Sad news

Death is rarely a welcome visitor
no guest takes as much
giving so little in return
even in anticipation of it's visit
we are wholly unprepared
as if that in itself
might be enough to cause delay
hold shut the gate
through which we pass
into eternity
but death sweeps all aside
ignoring this lack of preparedness
entering without knocking
it overshadows
so that our loved ones cease
and are carried off

I knew
it was something bad
the minute I heard your voice
I knew
and a part of me plummeted
as I let your words wash over me
as I listened to your heart
crack open
words pouring out
through the fissures
even as I clung to the phone
even as I slid to the floor
I tried to find words
where no words will do
since words cannot undo
and then a nudge
at the back of my mind
Gabbriella
literally hearing her voice
reminding me to listen
that I don't need words to listen

And so in those moments
I quietened my own heart
reminded that this is not my grief
although I ache with you
to help
to offer solace
to lift some share
but I can't
it belongs to you
it is yours
ours is but an echo
the smallest ripple
it does not compare
so I can only offer
what I have
knowing it is not enough
because it can't be

Time ticks on
eventually your words
falter
stop
what did I say
nothing much
but enough I hope
laying the phone into it’s cradle
I send up a prayer
for my friend
and also to a friend
who watches over me
still
and even now
finds a way
to remind me
of the value
in a silent presence.

9 comments:

  1. I'm sorry Jos, these things too close and never far enough away.

    "reminded that this is not my grief
    although I ache with you"
    these words gentle me this week in a very selfish way. They are words that need to be said and received over in my neck of the woods. It is difficult when they are not.

    xo
    erin

    ReplyDelete
  2. you are a remarkable person, jos. i never cease to be impressed by your wisdom.

    ReplyDelete
  3. This is so beautiful and heartbreaking and real.
    xoxo

    ReplyDelete
  4. jos, i am so sorry. anyone who would call out to you to share grief will find compassion and love, that's for sure.

    this is a beautiful poem. you do this great loss justice, with such reverence.

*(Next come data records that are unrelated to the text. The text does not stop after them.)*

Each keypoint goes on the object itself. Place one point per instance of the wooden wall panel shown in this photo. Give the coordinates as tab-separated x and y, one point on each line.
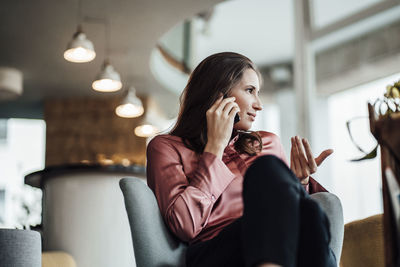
88	130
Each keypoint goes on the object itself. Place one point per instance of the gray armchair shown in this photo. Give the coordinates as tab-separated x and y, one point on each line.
20	248
155	246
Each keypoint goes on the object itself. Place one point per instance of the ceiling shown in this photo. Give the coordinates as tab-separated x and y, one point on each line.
34	35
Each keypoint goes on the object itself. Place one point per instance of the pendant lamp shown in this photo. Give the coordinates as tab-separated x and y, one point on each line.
79	49
10	83
131	106
146	130
108	79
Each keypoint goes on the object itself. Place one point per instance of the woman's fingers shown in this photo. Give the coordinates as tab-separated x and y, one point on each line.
324	154
223	103
216	104
310	158
229	107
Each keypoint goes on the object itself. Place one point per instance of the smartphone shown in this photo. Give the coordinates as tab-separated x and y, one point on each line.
237	117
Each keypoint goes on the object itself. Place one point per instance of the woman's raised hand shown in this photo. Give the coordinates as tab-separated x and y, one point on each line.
302	161
220	119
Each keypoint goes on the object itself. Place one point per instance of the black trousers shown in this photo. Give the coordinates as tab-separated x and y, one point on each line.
280	224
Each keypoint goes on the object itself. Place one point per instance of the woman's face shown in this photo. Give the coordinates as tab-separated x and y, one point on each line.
246	94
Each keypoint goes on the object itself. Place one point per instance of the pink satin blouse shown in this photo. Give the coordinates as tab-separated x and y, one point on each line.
199	195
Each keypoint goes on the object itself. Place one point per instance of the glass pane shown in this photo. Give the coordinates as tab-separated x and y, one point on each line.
22	153
357	184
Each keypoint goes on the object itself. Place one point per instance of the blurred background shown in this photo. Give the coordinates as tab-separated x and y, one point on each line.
321	62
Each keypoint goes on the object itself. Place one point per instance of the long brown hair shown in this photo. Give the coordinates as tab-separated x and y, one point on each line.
216	74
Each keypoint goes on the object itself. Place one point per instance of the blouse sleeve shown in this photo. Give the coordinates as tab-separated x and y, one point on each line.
185	201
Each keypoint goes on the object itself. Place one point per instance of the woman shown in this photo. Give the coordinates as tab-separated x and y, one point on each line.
229	192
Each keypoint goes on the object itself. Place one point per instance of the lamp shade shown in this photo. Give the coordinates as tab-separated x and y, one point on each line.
10	83
79	49
131	106
108	80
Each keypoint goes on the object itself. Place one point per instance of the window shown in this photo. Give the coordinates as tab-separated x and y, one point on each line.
357	184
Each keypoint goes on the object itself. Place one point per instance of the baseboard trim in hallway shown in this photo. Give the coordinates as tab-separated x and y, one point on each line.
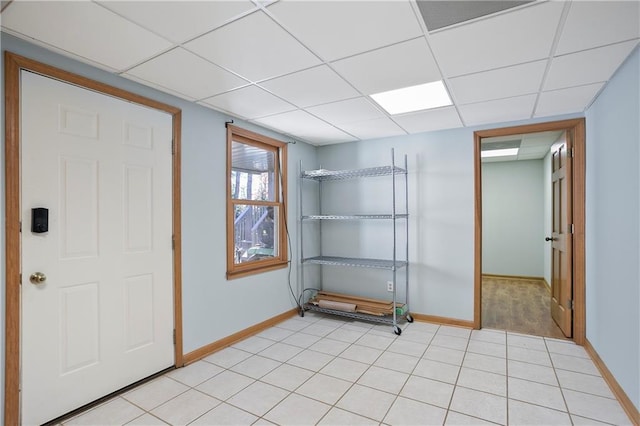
620	394
236	337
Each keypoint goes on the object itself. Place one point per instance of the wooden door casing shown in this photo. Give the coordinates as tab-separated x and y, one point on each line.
561	237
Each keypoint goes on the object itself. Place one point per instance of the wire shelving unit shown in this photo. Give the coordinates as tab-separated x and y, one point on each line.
393	263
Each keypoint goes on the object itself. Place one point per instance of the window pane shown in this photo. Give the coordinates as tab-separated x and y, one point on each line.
255	232
252	173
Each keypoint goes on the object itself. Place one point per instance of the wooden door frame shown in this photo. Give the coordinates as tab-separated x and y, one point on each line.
577	128
13	65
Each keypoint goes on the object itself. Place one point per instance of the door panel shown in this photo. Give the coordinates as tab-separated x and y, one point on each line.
103	318
561	277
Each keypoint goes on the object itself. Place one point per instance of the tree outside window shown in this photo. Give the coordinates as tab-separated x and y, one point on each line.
256	239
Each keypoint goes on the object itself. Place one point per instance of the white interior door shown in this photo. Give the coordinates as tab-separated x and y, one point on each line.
103	317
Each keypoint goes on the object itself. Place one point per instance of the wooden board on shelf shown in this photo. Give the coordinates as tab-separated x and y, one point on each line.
362	304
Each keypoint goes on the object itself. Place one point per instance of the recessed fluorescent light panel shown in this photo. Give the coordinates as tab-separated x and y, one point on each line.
414	98
499	152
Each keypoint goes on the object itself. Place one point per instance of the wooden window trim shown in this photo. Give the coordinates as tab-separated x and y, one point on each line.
248	137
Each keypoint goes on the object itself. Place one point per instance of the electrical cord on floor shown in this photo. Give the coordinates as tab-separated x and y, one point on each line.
286	230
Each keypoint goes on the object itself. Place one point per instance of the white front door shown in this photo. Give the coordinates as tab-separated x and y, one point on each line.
103	316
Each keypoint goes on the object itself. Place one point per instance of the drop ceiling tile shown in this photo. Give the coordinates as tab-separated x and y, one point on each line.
157	86
589	66
249	102
425	121
496	84
535	150
565	101
533	156
501	110
196	17
310	87
352	110
100	35
514	37
597	23
336	29
303	125
196	78
373	129
254	47
404	64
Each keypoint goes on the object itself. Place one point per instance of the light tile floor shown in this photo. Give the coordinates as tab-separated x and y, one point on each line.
333	371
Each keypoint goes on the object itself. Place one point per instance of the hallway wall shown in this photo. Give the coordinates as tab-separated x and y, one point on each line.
613	226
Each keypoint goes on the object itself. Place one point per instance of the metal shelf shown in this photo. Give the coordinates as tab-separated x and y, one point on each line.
386	319
323	174
356	262
353	217
393	265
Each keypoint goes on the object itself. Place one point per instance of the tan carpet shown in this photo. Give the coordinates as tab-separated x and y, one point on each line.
518	305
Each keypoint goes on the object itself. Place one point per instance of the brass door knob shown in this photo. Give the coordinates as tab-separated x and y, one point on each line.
37	278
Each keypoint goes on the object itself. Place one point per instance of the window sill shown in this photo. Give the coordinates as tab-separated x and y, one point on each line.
256	270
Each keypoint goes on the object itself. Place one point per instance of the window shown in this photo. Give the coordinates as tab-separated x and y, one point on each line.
256	190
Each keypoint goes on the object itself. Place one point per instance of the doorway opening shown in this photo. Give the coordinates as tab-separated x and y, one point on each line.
517	286
14	66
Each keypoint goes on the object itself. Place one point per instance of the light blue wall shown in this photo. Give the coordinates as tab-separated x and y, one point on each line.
441	208
513	218
213	307
613	226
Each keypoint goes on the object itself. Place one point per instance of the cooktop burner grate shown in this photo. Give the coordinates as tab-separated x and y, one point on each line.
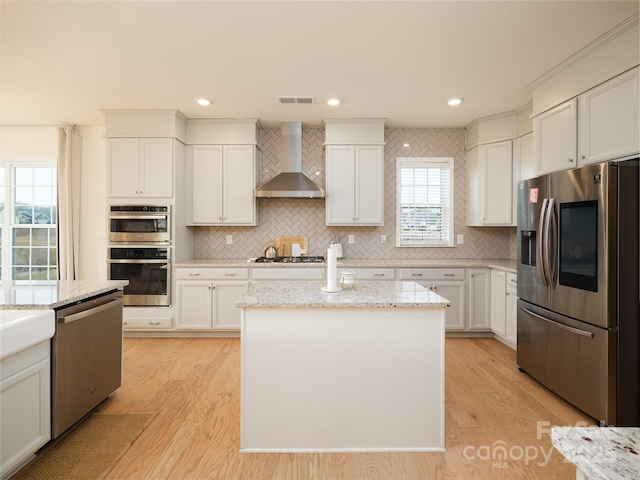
318	259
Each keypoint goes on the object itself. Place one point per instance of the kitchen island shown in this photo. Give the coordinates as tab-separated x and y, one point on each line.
356	370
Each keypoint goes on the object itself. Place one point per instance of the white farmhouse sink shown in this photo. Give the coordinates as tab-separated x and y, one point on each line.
21	329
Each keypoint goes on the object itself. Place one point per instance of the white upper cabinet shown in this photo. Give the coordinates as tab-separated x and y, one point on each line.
490	185
554	138
140	167
608	120
354	185
222	180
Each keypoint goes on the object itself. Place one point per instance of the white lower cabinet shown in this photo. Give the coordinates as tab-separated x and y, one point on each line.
449	283
498	303
504	307
206	297
512	309
25	406
478	295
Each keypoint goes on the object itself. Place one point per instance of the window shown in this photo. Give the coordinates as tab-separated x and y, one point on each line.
424	216
29	237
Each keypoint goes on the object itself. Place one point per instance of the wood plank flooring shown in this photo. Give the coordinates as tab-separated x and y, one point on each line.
497	421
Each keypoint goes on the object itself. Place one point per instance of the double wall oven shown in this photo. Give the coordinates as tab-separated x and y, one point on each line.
140	252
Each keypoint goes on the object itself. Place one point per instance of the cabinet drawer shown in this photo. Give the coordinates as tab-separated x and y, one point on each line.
288	273
147	323
431	274
212	273
370	273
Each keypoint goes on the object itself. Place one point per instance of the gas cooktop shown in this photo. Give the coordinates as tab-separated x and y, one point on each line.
318	259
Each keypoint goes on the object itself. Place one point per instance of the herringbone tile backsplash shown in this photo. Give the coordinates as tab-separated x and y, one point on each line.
295	217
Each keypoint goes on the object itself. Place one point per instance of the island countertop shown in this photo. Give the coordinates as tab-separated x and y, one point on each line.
370	294
602	453
54	294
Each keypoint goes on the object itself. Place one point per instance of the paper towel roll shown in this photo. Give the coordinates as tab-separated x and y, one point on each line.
332	272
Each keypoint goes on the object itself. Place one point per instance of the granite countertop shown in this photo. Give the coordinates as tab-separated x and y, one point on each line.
53	294
499	263
602	453
366	295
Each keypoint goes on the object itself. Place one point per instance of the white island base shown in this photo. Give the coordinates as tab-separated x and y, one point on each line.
342	379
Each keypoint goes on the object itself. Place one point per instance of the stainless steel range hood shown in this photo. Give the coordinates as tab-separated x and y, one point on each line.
292	182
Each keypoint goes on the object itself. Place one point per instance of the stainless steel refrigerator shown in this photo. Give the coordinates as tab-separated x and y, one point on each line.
579	287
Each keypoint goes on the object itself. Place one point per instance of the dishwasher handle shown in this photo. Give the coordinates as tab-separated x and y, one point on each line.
91	311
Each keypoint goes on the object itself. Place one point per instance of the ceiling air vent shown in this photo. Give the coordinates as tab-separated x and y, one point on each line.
303	100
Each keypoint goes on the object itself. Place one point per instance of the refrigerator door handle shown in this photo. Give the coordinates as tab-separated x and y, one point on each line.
578	331
552	245
542	248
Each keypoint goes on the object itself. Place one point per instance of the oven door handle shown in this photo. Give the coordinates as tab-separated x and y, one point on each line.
120	216
91	311
138	261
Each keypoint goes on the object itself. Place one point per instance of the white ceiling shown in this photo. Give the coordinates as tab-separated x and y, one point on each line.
64	61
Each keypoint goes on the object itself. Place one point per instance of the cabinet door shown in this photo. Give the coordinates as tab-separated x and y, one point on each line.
496	164
555	138
608	119
226	315
369	185
498	303
524	167
122	167
512	309
156	167
456	314
239	184
340	185
195	305
207	184
479	295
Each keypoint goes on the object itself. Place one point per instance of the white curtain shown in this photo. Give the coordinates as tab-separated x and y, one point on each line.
69	159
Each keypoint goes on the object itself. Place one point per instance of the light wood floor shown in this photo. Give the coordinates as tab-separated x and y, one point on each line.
194	386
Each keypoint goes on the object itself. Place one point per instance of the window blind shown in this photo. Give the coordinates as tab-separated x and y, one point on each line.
425	205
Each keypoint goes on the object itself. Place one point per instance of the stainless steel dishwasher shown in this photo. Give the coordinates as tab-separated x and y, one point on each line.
86	355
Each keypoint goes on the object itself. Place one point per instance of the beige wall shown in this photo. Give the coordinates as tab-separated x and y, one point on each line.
293	217
28	142
93	216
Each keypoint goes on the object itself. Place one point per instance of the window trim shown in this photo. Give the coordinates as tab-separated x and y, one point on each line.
403	162
9	164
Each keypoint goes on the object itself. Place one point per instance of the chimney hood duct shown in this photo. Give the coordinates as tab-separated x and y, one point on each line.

    i don't know how you will feel to know that emily rabbit has begun to promote the seed packets and you as her business manager. i thought you should know.

    with love, jos. again, i am very sorry for your loss.

    love
    kj

    ReplyDelete
  5. jos -

    these words - so hard, yet so true to life....

    "reminded that this is not my grief
    although I ache with you"

    these words come from a norwegian song - i can cry with you, but i cannot cry for you...

    so true. so true.

    grete

    ReplyDelete
  6. I'll ache with you, and extend prayer and healing thoughts.

    ReplyDelete
  7. What words could I offer you for succor? Are there really any? If so, I don't know it. The heart if full and beating one second and a tiny wire totally separated from the body can break it with such ease...

    Losing a friend, I don't care what the world may say or think, it is akin to lose a part of us that we cannot retrieve, except in memories from the Universe. May your memories be beautiful and plentiful in the days to come.

    ReplyDelete
  8. Don't we all sometimes feel that we cannot possibly endure more sadness, even when it is not primarily ours ... it adds to ours. Even so, I am glad for the chance to be a friend. To give what I can.

    I am so grateful for the comments and support. Thank you. xoxox

    ReplyDelete
  9. Dear Jos, I'm so sorry. You have had a great deal of sadness these past few weeks. Standing strong for a friend, offering solace and comfort, all the while feeling helpless, takes so much strength from your heart. I have no doubt that, with your beautiful words and keen sensitivity to emotional nuance, you provided your friend with just the right level of compassion and tenderness and support that was required.